大和言葉と古代日本の思想

凪常サツキ

季節の語源:はる


 皆さんは、春夏秋冬の「語源」について考えてみたことはありますか? 実はここにも、古代の思想がとことんエキスとして詰まっています。ここでは四季全体を「めぐる魂」という考え方を軸にして考察しますので、まずそれを頭に入れておいてくださいね。

 今回は春についてです。



はる(春)は、「張る」という言葉と同根のようです。しかし何が張るのか、そこに疑問が生じると思います。まさにそれが、古代の思想なのですから。

 まず春のイメージとしては、皆さんも「生命の芽生え」などというものをお持ちかと思われます。そう、それが時代を超えて連綿と受け継がれる、古代の思想の欠片です。よかったですね


 古代人は植物や動物の生力の源を「たま」という霊力にみていました。その霊力がによって移り変わる、そういうアニミズム的サイクルで季節も移り変わり、様々な変化が起こるとされていたのです(最初に言っていためぐる魂というやつですね)。

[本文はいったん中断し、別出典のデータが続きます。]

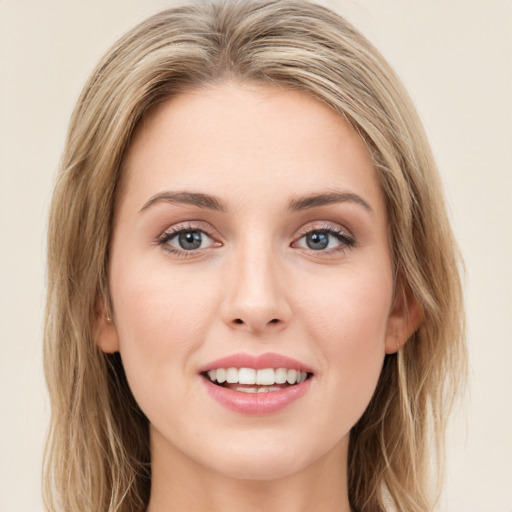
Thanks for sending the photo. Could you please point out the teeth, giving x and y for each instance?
(231, 375)
(281, 374)
(264, 377)
(247, 376)
(291, 378)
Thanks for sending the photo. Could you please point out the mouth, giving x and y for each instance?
(252, 380)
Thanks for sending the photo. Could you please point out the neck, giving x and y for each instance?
(179, 484)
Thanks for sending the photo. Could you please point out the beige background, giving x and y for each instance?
(455, 56)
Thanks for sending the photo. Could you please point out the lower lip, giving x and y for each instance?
(256, 403)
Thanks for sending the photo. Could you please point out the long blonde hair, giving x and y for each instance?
(97, 456)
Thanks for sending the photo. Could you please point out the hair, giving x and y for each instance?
(97, 456)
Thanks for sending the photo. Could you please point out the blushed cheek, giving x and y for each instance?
(354, 325)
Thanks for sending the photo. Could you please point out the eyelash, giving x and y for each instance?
(347, 241)
(173, 232)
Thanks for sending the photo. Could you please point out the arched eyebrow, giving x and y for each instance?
(192, 198)
(213, 203)
(316, 200)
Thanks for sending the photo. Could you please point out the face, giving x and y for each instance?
(250, 232)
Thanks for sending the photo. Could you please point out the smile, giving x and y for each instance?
(256, 384)
(251, 380)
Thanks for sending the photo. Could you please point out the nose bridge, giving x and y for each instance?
(256, 298)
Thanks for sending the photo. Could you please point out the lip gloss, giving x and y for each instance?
(256, 403)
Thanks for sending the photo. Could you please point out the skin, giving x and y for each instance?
(253, 286)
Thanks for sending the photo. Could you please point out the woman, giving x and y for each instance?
(254, 300)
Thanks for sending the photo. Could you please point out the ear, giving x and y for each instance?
(106, 337)
(404, 320)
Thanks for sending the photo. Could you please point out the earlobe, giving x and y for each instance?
(107, 338)
(404, 320)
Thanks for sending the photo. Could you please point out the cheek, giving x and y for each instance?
(348, 320)
(162, 318)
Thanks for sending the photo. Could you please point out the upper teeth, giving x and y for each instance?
(265, 377)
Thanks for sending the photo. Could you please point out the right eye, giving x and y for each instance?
(186, 240)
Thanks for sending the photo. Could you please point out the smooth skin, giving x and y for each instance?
(250, 219)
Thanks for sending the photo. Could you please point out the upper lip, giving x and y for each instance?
(259, 362)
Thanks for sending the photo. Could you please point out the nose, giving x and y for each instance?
(255, 299)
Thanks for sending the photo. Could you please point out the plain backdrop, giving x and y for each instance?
(455, 57)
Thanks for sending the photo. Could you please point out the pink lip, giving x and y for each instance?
(266, 360)
(256, 403)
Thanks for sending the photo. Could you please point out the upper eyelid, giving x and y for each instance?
(210, 231)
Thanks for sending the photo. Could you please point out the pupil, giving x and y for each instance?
(317, 240)
(190, 240)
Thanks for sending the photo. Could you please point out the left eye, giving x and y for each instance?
(321, 240)
(188, 240)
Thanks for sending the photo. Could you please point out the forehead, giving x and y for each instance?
(237, 139)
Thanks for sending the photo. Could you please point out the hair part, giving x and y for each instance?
(97, 455)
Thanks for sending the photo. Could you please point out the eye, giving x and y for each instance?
(325, 239)
(186, 240)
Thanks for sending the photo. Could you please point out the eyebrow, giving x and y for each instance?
(192, 198)
(213, 203)
(316, 200)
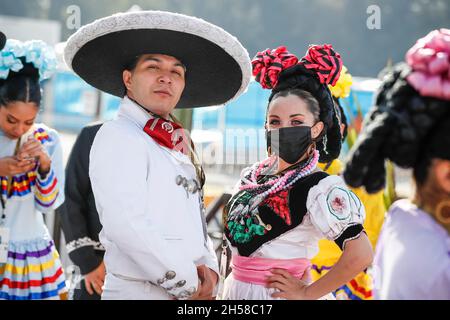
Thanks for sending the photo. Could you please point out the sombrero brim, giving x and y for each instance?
(215, 75)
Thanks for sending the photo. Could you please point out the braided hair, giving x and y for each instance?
(408, 124)
(281, 71)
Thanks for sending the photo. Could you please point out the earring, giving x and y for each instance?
(440, 212)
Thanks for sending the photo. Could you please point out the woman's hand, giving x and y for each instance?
(208, 280)
(11, 166)
(34, 149)
(290, 288)
(95, 280)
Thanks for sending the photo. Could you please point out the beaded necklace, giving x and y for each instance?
(243, 220)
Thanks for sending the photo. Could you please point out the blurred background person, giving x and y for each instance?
(31, 175)
(409, 125)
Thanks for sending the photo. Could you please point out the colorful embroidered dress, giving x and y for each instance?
(360, 287)
(287, 226)
(33, 269)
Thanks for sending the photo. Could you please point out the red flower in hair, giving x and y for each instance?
(268, 64)
(324, 61)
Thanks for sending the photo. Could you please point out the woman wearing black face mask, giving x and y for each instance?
(285, 204)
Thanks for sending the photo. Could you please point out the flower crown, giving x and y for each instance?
(37, 52)
(342, 87)
(321, 59)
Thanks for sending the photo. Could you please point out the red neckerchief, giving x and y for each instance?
(168, 134)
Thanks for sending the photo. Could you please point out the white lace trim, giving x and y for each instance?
(83, 242)
(166, 21)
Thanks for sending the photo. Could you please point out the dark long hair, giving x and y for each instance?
(21, 86)
(402, 126)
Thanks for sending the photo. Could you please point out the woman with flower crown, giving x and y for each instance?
(285, 204)
(31, 176)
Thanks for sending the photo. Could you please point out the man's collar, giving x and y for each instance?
(133, 111)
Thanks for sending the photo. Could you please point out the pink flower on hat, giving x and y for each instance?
(429, 59)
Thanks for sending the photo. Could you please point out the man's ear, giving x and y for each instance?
(441, 170)
(126, 78)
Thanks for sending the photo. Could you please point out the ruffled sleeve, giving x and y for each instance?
(335, 210)
(49, 191)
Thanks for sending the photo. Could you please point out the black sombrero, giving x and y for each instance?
(2, 40)
(218, 66)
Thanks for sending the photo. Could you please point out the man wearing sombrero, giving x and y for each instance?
(145, 177)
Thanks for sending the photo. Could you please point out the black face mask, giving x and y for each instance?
(289, 143)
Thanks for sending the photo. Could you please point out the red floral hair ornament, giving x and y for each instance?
(268, 64)
(322, 59)
(326, 62)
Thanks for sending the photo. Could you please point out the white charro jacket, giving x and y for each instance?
(152, 227)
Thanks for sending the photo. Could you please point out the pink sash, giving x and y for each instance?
(256, 270)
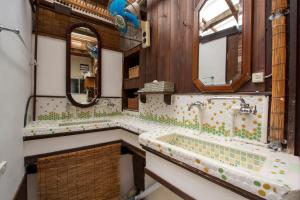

 すこし長引いてしまいましたが、春とはこの霊威が多くの生命を成長させる季節です。そして視覚的に確認しやすい植物の芽などの、日ごとに「張る」ように大きくなる生長に目を向けた古代人は、その様子を切り抜いて春(はる≒張る)と名付けたのです。

 ちなみに、実は春は「張る」、つまり成長する季節であるので、実をいうと生命が増える季節ではありません。意外かもしれませんが、増える季節は冬なのです。



 さて、皆さんが何となく冬の語源に察しがついて色めいてきたでしょうから、今回はここで区切ろうと思います。次は夏と秋の語源についてで、またお会いしましょう。